I have this feeling that this happens to her regularly, that she
drives people away by expecting their undivided attention. She never
talked about her past, or her family. She lives in a guesthouse and grew
up on a tourist Island. She never talked about local friends. One of
her favourite topics of conversation were all the friends she made at
the guesthouse. When she talked about them she’d focus on how they
reacted to her rather than talk about their personalities. She’d talk
about things she’d said to them, and how they laughed. I guess she felt
accepted by foreigners. They were there to ahve a good time, not to
judge. They are used to extrovert sexuality in a way that most
Malaysians aren’t. These were foreigners who passed through, women who
laughed off her advances and her one track mind, women who were living
in places she may never be able to afford to get to. Women who never
really had to take her seriously as a friend, because they were leaving
before they had to start thinking deeply about the more complex and
possibly damaged person that she is. She talked about one Swedish woman
in particular. “She let me touch her boobies, you know”, she would say
with a laugh and that big smile. It seemed to me a lonely existence.

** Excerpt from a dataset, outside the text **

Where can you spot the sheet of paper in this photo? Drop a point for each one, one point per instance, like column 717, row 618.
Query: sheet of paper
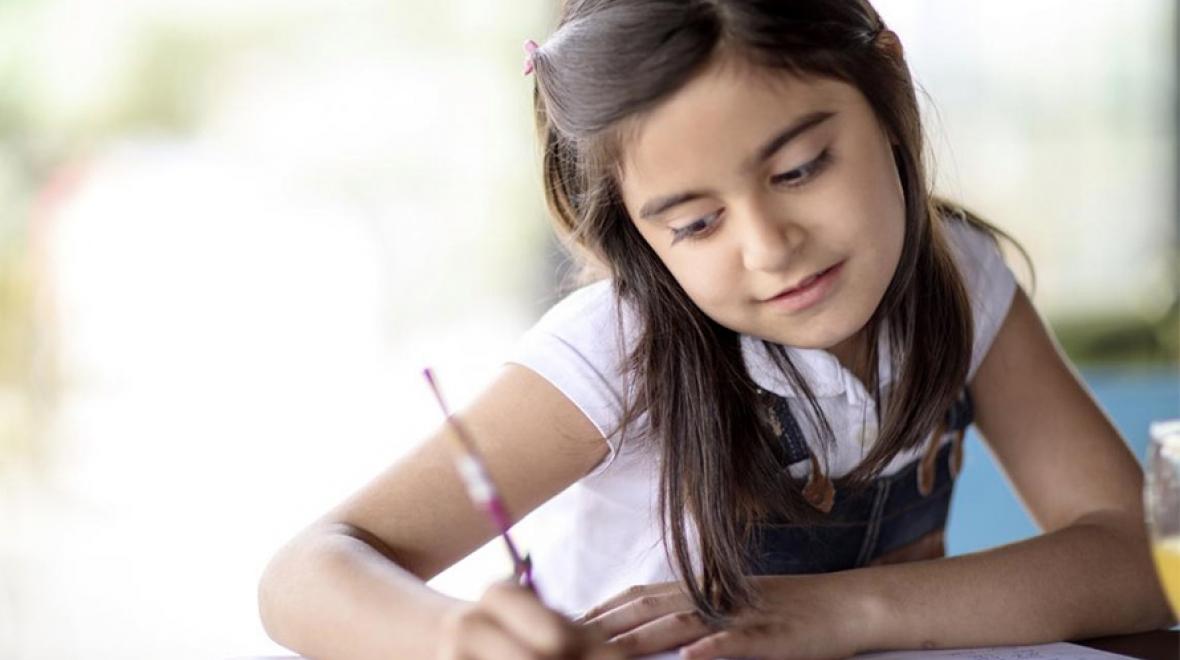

Maybe I made the wrong decision by being honest. I thought it would
free me from her in a way, that it would be an end to my feeling of
being harassed. I was wrong about that. I couldn’t stay on Langkawi
after that without looking over my shoulder. I really had no idea what
she was capable of, and I half expected her to show up and throw a drink
in my face. I felt awful for having upset her, and wished there was
some way I could make everything clear to her. I had to keep reminding
myself that all I did was tell her how she made me feel, and that how
she dealt with that was her responsibility. She chose to lash out,
instead of asking me why. I suppose I feel responsibility because I knew
that this is how she would react, because I knew how she thought.
There are still so many maybes. The complexity of human relationships
will always be full of maybes, amplified by being raised in different
cultures, families and histories. We try to communicate past all of
this, but sometimes it’s not possible, or desirable. When two people
meet who have some things in common sometimes that’s not enough for a
friendship. Sometimes the conflict outweighs the common ground.

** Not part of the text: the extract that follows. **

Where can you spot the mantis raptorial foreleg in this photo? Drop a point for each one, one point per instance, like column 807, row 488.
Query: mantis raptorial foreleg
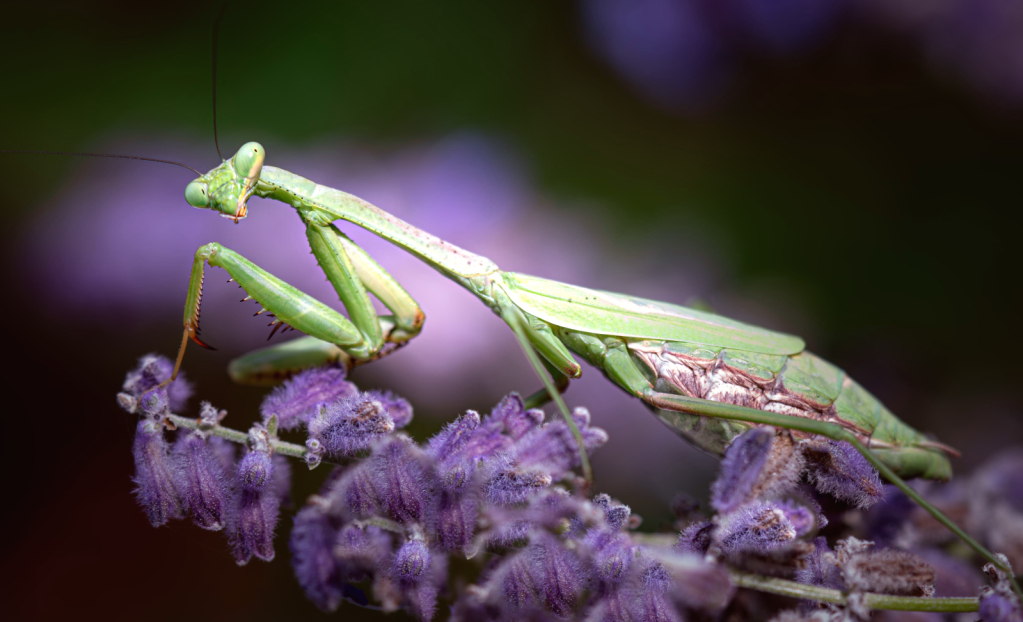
column 359, row 339
column 358, row 273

Sometimes you have to make a decision between keeping the peace and
being honest. It doesn’t always work out.
I left Langkawi early, with a sigh of relief and a sense of confused
exhaustion. As we cruised along between the picturesque limestone
islands, gliding over pale blue tropical water, I was still troubled.

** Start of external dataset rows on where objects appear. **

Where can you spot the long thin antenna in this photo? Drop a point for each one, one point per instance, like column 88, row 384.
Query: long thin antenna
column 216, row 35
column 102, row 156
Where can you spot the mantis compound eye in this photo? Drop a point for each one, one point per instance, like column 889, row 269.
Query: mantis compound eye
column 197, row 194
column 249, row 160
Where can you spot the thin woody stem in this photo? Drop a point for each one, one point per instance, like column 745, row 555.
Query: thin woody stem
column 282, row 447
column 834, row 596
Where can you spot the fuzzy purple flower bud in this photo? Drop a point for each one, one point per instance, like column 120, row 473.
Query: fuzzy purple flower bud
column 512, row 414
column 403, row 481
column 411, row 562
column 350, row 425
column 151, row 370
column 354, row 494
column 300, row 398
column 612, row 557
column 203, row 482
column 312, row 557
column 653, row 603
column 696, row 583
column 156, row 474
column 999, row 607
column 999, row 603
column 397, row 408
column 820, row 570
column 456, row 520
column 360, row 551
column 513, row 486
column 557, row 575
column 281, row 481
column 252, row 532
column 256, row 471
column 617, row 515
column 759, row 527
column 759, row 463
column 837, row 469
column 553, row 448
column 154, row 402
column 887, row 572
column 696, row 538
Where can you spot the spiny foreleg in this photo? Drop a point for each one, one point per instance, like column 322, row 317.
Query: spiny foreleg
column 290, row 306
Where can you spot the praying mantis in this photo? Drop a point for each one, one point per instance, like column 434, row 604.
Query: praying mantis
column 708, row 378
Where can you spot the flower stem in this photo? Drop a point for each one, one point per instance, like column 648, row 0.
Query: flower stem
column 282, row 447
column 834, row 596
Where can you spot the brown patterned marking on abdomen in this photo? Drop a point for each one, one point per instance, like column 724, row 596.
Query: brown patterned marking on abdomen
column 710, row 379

How had I gotten myself into a situation where I seem to have made some
sort of enemy out of a friend within two weeks of knowing them? I don’t
have enemies, in general. I can’t say I’ve ever been hated that I know
of. But I can’t say I’ve always been honest with people about how I feel
about them either. As a rule, I just sort of stay away from the people I
don’t get on with, but I can usually find something to like in most
people. I guess that’s the thing about travel. You end up befriending
people you wouldn’t normally. That’s a good thing, because it teaches
you tolerance. But it can be bad too, like it was this time. Either way,
it’s another life lesson.
Arriving in Thailand gave me a sense of distance, geographically,
emotionally, culturally. I feel ok about what happened between me and
Tao, although I hope that I didn’t hurt her too much by telling her how
she made me feel. The dilemma of human interaction, however, remains- as
always. When to lie and when to tell the truth will always be a regular
dilemma of human relations. How much negative or selfish behaviour you
tolerate for the sake of ‘keeping the peace’ is another issue
altogether, an issue that’s followed me to Thailand, trashy party
central for chavs, sex tourists and bogans worldwide. My friendship with
Tao is just one version of this human story. ‘On a larger scale,
perhaps,’ I mused on the boat leaving Langkawi, ‘this is exactly the
sort of misunderstanding that starts wars’. How silly it all is.
Hopefully your version will have a happier ending.